Configure Spark with the NodeManager Local Directory Set to MapR Filesystem

This procedure configures Spark to use the mounted NFS directory instead of the /tmp directory on the local file system. Note that spill to disk should be configured to spill to the MapR Filesystem node local storage only if local disks are unavailable or space is limited on those disks.
  1. Install the mapr-loopbacknfs and nfs-utils packages if they are not already installed. For reference, see Installing the mapr-loopbacknfs Package and Setting Up MapR NFS.

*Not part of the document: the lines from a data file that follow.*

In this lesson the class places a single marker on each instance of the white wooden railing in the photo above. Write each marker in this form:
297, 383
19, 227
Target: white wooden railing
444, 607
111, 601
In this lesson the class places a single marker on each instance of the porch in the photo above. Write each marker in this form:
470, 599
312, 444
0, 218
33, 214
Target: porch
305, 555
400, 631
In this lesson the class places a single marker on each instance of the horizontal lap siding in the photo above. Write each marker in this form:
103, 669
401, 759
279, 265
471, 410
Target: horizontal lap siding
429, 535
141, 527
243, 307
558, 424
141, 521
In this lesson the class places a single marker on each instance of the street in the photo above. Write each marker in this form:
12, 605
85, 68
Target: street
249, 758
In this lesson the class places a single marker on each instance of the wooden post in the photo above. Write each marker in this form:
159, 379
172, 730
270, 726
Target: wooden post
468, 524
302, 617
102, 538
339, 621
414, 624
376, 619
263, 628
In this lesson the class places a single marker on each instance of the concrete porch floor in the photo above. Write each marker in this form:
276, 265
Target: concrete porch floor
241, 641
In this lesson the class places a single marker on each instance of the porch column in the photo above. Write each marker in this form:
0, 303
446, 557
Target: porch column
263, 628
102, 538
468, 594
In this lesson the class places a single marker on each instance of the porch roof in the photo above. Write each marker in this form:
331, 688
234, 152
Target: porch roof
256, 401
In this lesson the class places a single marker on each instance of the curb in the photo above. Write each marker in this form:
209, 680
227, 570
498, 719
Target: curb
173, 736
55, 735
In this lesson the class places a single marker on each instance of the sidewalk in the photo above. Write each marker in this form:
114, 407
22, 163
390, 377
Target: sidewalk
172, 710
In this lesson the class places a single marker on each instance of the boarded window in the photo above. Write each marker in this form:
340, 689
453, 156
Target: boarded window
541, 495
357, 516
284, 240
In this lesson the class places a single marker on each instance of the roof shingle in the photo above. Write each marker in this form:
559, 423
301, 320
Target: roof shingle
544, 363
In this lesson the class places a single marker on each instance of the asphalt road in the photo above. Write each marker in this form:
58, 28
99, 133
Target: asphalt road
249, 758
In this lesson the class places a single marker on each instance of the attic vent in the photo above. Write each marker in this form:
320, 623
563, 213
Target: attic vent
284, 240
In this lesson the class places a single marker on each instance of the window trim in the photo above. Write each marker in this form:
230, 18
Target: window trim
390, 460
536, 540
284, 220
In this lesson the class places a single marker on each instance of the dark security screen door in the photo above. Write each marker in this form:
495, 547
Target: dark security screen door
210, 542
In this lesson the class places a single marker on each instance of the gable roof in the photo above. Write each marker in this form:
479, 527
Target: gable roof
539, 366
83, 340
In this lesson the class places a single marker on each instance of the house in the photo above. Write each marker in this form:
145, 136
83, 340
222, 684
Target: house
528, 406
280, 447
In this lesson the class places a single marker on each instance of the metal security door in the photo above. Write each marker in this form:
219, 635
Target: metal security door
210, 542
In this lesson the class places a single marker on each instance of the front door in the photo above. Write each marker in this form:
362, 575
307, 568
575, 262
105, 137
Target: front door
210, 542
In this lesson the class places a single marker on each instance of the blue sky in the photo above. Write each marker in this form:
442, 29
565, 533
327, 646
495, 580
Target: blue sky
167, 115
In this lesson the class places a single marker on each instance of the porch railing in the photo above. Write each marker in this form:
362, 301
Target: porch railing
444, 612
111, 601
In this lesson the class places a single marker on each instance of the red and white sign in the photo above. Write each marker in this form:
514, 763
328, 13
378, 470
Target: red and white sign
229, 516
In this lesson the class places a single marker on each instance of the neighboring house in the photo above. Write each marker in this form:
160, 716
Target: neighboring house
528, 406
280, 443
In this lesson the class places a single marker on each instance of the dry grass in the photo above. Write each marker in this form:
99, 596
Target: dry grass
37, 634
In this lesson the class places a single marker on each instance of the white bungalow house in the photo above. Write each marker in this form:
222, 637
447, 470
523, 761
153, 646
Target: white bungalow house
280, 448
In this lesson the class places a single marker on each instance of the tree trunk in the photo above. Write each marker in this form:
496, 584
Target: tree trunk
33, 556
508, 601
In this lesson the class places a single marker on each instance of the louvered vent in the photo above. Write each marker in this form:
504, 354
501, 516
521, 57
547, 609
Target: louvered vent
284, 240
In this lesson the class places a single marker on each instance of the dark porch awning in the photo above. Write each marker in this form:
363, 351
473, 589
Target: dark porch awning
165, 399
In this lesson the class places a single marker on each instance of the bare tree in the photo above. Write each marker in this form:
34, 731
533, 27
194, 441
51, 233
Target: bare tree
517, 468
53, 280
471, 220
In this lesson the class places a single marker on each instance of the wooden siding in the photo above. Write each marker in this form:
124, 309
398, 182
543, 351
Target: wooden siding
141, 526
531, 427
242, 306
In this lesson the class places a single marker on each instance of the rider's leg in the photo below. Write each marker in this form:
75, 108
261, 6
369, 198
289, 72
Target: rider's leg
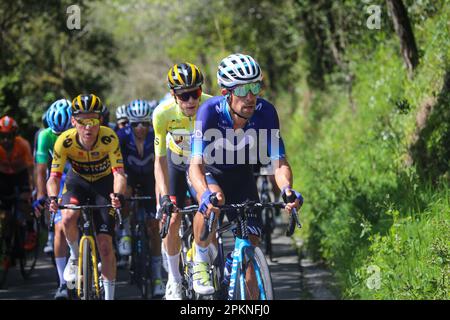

  2. Start the mapr-loopbacknfs service by following the steps at Managing the mapr-loopbacknfs Service.
  3. To configure Spark Shuffle on NFS, complete these steps on all nodes:
    1. Create a local volume for Spark Shuffle:
      sudo -u mapr maprcli volume create -name mapr.$(hostname -f).local.spark -path /var/mapr/local/$(hostname -f)/spark -replication 1 -localvolumehost $(hostname -f)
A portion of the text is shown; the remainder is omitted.